Yesterday, I looked up Phantom Ranch Bible Camp, where I spent three summers near Mukwonago, WI.

That place holds so many memories for me. Memories that have been locked away.

It all seems so long ago, and I don’t relate to the person I remember being then.

Perhaps one of those places could have become home, as Grand Marais did, in spite of a rocky start.

Maybe an apple tree doesn’t think about when it was a seed or sapling, or the people that pruned it because it reached toward a fence or path.

I tend to write off the painful or difficult parts of my life, and the people I knew during those times. It’s sad.

I think maybe there is still a gift in moving the furniture and wiping away the cobwebs that cover the door.

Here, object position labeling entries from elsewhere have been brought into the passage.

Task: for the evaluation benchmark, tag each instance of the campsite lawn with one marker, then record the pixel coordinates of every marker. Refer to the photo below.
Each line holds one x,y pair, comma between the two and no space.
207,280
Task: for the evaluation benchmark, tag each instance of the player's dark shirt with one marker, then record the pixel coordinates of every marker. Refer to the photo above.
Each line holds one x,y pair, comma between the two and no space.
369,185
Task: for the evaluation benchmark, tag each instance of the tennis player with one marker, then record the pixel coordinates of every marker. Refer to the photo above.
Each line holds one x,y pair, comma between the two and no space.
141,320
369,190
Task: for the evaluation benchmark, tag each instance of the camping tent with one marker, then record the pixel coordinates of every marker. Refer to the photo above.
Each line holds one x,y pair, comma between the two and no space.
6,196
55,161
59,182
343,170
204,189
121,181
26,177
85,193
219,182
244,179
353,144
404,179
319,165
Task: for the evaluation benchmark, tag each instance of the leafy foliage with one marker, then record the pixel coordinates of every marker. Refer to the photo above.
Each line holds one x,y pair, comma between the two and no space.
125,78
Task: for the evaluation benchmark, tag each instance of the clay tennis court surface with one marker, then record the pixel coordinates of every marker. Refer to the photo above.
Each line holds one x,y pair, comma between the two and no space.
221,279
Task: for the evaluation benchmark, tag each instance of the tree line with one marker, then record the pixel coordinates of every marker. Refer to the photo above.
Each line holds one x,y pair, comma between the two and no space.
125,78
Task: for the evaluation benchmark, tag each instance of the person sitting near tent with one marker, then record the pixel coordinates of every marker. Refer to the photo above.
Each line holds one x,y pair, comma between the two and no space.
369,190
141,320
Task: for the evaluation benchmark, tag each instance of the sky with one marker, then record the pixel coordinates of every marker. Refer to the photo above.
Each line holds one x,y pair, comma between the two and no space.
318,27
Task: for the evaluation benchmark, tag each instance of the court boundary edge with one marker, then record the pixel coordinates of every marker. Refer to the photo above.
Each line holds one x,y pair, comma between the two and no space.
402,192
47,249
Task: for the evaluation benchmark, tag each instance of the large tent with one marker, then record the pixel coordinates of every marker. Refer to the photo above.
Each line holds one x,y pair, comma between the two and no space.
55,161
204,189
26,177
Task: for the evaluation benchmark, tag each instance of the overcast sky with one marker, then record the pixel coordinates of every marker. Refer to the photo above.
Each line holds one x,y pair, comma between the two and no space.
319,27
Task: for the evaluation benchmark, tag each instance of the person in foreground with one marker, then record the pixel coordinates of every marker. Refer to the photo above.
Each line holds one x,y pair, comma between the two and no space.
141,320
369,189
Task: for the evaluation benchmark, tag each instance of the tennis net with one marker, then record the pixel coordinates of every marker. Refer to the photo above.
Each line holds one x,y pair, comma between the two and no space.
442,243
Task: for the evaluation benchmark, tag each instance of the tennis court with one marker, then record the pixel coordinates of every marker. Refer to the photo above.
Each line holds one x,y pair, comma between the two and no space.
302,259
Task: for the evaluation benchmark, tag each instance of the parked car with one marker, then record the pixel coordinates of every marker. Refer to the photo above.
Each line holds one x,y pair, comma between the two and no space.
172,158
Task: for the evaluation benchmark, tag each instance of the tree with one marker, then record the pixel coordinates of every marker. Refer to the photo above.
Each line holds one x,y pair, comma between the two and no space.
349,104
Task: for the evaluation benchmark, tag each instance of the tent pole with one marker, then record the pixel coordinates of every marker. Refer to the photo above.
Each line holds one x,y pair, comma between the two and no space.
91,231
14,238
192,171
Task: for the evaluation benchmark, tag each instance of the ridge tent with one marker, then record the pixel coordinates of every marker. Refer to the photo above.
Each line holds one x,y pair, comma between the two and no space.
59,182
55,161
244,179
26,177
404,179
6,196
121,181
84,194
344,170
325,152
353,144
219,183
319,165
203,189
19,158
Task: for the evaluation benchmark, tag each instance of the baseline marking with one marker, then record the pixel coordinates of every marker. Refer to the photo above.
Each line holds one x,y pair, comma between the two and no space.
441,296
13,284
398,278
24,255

I keep reading about looking forward rather than looking back. I think there is value in both. We have this unique perspective… the seemingly fleeting moment of now, yet we are continually here (or there). Every moment sits in the future until we step into it, or until it rolls by us, however you choose to view it. Then just as suddenly, it passes into history. We saw that sight, heard that sound, and automatically incorporated it into ourselves. A group of those moments form an experience. A group of experiences form a day. Eventually, a group of days form a lifetime.

I like looking back. I think of people I’ve known. I think of people I’ve loved and people I’ve feared.

I think of my lineage. I also think about the future, my legacy.

A lot of people say we should just live in the now, neither regretting the past nor dreading the future.

What about celebrating the past and looking forward to the future?

The past gives us context. The future gives us motivation, if not hope.